An elderly courtier who collided with little Margaret Rose when she was cartwheeling down a Buckingham Palace corridor was said to have sighed, "Thank God the other one was born first."

Margaret was musical, liked to perform and had a gift for mimicry. Unlike most of the other royals, who prefer tweedy, outdoor pursuits, she supported the arts, loved opera, theater and dance. She was often seen at restaurants and nightclubs with groups of friends and smoked her ever-present cigarettes in a long, distinctive holder.

Jazzman Louis Armstrong, following a conversation with Margaret about music, told the press, "Your Princess Margaret is one hip chick."

In 1958, she began to see Antony Armstrong-Jones, a society photographer.

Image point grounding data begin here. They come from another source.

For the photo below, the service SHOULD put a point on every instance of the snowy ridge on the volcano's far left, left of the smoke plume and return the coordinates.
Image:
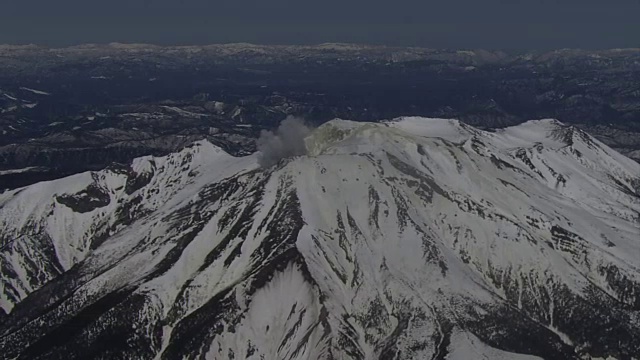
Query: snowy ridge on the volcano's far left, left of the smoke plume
(73, 213)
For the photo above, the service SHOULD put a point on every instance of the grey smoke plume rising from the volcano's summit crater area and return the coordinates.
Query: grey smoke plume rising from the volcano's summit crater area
(286, 141)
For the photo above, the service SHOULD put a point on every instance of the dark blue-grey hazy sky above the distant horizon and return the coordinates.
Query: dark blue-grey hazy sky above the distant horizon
(508, 24)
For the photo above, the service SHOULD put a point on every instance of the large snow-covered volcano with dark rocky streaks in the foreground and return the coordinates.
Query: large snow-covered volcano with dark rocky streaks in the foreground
(411, 239)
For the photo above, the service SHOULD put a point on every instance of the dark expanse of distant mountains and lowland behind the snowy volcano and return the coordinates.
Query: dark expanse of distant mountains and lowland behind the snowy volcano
(80, 108)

She was 30 when they were married in Westminster Abbey on May 6, 1960. He became Earl of Snowdon.

By the early 1970s, the marriage was beset by rumors of infidelity.

In 1973, the princess, then 43, met Roderic "Roddy" Llewellyn, a man of no apparent means 17 years her junior.

They were romantically linked for half a dozen years, and the publication of a photograph of them together on the Caribbean island of Mustique was followed by announcement of the Snowdons’ formal separation.

The marriage was dissolved in May 1978, with little fuss from a public that expressed nothing but sympathy and regret for a woman who seemed never to have found lasting love.